One hour work a week – you’re officially employed

18th December 2018 / United Kingdom

In early 2010, The Telegraph newspaper seemed incandescent that a Labour government would have more than eight million people of working age – more than a fifth of the total – not in paid employment.

“The number of people who are neither in work nor seeking employment reached 8.08 million in the last three months of last year, the highest on record. In all, 21.3 per cent of working-age adults are now “economically inactive”, a category that includes students, the long-term sick, unpaid carers and those who retire early.”

The Telegraph continued with its piece blaming Labour for ‘disastrous’ numbers. “The figures were published by the Office for National Statistics, which also disclosed the number of people claiming jobseekers’ allowance at its highest since the month before Labour come to power in 13 years ago.The ONS said there were 1.04 million employees and self-employed people working part-time because they could not find a full-time job, the highest figure on record.”

 

Theresa May, the Conservative shadow work and pensions secretary, said in the same article: “It’s alarming that more and more people are giving up looking for a job altogether with record levels of economic inactivity. One in five people of working age you now meet won’t be employed and 5 million people in this country have never worked under Labour. This is a shocking indictment of Brown’s Britain.

Today, after eight years of Conservative rule, one would expect with such strong words from Theresa May that things have got a least a little better. Basically, it’s still 1 in 5 – but there’s skullduggery going to in the background.

In the full year of 2017, the total working-age population (people aged 16 to 64 years) in England, Wales and Scotland was just under 40 million. The government of today have deliberately confused many of the official figures of employment by quoting statistics for England, Scotland, Wales and N.Ireland collectively and then just England or by ethnicity in particular.

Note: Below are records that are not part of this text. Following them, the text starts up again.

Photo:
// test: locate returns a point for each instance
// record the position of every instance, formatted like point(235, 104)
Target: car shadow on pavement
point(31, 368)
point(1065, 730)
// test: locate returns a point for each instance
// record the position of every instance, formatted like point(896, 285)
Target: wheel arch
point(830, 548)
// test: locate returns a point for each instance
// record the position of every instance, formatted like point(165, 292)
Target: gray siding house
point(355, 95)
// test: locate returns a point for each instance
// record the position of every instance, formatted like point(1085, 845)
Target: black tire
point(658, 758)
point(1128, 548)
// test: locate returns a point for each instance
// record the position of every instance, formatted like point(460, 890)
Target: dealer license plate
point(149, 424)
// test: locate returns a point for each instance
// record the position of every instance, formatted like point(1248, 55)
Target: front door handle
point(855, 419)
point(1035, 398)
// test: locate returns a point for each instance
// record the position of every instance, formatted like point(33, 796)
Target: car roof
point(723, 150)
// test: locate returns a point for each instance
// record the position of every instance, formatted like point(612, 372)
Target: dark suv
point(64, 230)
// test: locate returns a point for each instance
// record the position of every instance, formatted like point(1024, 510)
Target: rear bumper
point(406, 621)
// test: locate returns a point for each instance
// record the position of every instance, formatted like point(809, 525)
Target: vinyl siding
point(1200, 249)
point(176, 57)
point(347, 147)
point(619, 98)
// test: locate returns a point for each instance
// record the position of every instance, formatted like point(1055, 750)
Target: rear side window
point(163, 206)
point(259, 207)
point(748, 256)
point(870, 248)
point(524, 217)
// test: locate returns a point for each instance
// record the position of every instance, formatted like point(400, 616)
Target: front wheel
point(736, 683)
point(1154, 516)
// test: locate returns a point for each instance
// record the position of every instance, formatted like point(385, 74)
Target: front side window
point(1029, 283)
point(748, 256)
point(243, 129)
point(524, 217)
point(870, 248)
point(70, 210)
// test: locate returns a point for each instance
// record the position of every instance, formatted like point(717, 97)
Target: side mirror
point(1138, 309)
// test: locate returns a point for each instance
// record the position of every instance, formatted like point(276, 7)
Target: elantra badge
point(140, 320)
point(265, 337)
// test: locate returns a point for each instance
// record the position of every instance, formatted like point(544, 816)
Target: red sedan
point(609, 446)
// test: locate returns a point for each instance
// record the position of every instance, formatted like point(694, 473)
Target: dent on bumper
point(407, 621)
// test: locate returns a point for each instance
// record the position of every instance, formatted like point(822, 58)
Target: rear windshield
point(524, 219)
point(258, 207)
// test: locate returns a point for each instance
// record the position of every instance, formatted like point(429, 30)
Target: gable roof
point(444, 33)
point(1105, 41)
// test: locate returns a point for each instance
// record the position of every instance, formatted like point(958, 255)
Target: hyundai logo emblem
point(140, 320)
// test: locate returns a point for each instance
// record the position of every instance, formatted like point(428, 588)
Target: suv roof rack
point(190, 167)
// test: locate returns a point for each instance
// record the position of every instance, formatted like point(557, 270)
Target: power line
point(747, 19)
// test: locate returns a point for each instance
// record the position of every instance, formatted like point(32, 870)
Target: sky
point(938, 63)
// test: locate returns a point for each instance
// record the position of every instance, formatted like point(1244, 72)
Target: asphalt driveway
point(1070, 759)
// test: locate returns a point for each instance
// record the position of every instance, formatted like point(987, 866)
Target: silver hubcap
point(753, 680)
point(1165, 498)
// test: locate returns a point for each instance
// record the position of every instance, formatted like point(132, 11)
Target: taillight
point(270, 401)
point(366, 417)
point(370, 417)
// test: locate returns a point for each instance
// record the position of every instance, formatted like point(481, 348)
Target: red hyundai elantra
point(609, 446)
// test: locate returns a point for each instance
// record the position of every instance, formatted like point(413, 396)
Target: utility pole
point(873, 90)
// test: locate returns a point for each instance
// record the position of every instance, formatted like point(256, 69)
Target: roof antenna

The rate is now 21 percent or 8.4 million. In percentage terms, it is lower than in 2010 but in numbers terms, it is higher. But there are other factors involved here that the government have used to obfuscate the truth.

 

Unlike in 2000, today, you can be registered as employed as far as the government is concerned if you work and get paid for just one hour in a week. Just to clarify again – the government classes any individual who gets paid for just one hour work as in employment and is therefore economically active.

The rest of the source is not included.